Looking into data on grocery retail patterns during Covid, the FTC found that profits of grocery retailers “rose and remained elevated” overall, with food and drink retailers’ revenue being more than 6% higher than total costs in 2021.

The regulators also found these profits were higher again in the first three quarters of 2023, with revenue sitting 7% higher than total costs for the year.

The profits “warrant further consideration by the Commission and policymakers”, said the FTC, specifically as the data analyzed could not show whether companies increased prices of products “by more or less than their input cost increases”.

Responding to the findings in a statement, FTC Commissioner Rebecca Kelly Slaughter said: “The study found some indications that higher prices at the grocery store, which continued after the worst of the pandemic supply chain disruptions were resolved, were not simply mirroring the higher costs retailers faced, but actually may be reflective of higher profits for those retailers.

“Since the study found that some aspects of the supply chain disruptions we faced during the pandemic may have been harmful to competition, the indications that may have increased during the same time and remained high may be further indications that consumers are not benefiting from competitive markets in the ways they should when they do their grocery shopping.”

The FTC also found larger grocers were more likely to put “strict delivery requirements” in place for upstream suppliers and impose fines on those that did not comply. Walmart was one such example, imposing delivery requirements that continued to be tightened throughout the pandemic.

It also recorded several instances where “suppliers preferentially allocated product
to the purchasers threatening to fine them, which may have affected competition between the companies that threatened these fines and those that did not”.

The pandemic also encouraged some retailers to “diversify their supplier base”, specifically when it comes to own-label products. In turn, this led to some larger companies “exploring whether to build or acquire manufacturing capacity to reduce their exposure to concentrated markets,” the FTC said.

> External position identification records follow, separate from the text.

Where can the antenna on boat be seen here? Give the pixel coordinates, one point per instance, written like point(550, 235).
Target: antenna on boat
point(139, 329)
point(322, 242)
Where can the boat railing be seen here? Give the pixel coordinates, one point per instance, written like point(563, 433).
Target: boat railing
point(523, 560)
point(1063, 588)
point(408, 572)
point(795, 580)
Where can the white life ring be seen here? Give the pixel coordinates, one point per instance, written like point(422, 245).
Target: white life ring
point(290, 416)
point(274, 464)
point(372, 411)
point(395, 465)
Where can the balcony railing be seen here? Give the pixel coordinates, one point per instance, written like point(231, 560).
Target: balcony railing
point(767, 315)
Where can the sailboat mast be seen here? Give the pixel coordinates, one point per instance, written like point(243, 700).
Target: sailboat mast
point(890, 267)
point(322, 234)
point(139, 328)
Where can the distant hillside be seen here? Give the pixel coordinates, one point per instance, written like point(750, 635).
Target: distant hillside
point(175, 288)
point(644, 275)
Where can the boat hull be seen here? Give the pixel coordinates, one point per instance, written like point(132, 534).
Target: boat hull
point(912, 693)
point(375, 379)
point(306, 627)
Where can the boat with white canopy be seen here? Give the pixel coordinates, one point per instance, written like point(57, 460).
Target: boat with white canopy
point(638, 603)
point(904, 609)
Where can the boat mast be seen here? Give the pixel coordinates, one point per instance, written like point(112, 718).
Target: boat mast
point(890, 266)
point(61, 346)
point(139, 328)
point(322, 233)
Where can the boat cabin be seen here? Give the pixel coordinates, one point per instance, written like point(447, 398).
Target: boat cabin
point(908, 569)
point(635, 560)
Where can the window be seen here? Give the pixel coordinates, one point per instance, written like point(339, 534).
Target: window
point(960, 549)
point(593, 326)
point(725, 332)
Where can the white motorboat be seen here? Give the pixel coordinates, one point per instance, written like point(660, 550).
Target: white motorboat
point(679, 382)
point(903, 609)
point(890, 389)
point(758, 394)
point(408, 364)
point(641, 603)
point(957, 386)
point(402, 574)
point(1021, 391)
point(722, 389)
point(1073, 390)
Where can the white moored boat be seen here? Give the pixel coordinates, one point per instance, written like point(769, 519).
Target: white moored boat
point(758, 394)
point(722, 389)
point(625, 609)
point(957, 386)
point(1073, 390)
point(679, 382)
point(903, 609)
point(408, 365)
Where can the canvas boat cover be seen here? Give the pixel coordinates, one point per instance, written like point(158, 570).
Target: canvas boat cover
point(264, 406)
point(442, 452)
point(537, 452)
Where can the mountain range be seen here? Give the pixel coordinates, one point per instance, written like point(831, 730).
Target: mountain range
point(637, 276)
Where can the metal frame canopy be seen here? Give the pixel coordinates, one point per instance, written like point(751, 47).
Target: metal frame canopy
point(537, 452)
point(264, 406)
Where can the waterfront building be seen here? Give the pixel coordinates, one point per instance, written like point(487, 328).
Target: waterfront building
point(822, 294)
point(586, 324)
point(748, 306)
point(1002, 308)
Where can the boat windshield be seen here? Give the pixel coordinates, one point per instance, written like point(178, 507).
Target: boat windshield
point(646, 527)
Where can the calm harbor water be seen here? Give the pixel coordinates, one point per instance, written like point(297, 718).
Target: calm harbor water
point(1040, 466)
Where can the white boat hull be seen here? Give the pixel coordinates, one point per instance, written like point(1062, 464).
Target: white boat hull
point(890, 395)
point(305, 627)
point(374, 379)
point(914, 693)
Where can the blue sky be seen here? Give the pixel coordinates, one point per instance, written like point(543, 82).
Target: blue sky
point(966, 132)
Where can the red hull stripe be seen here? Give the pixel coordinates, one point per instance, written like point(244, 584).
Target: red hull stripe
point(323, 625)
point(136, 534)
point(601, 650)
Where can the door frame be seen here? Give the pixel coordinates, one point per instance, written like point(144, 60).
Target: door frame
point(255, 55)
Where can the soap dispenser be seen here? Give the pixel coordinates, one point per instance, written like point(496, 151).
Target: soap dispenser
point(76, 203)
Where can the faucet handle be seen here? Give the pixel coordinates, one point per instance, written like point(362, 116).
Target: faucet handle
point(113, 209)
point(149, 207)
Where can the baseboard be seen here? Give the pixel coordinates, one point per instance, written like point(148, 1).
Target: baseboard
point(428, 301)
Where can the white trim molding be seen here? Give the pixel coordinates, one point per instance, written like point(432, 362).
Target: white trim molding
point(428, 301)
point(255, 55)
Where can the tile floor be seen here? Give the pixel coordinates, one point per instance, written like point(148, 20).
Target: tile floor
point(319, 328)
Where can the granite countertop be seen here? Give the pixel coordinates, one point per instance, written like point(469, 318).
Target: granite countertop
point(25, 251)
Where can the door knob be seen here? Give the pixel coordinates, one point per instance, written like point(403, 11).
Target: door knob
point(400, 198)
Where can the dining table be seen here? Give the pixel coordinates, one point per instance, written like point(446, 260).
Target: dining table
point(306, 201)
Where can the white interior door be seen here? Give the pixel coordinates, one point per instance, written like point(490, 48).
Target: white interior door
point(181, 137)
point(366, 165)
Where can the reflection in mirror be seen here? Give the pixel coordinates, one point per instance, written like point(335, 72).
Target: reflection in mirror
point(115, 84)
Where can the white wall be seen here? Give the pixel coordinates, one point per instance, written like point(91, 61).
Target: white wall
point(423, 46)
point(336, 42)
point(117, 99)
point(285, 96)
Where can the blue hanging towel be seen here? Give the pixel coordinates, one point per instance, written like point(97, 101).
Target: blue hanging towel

As a result, this left any “remaining buyers worse off”, as the competition became more concentrated, “if those large customers buy one of the few remaining
producers rather than building that capability from scratch”.

The pandemic also significantly reduced the level of trade promotions (eg in-store via product placement, shelf space or advertising), paid for by suppliers.

Some retailers were more dependent on these promotional payments than others, the FTC said, which “made it harder for them to compete with rivals that used different pricing strategies”, and made it easier for other firms to further “entrench their dominance” in the markets.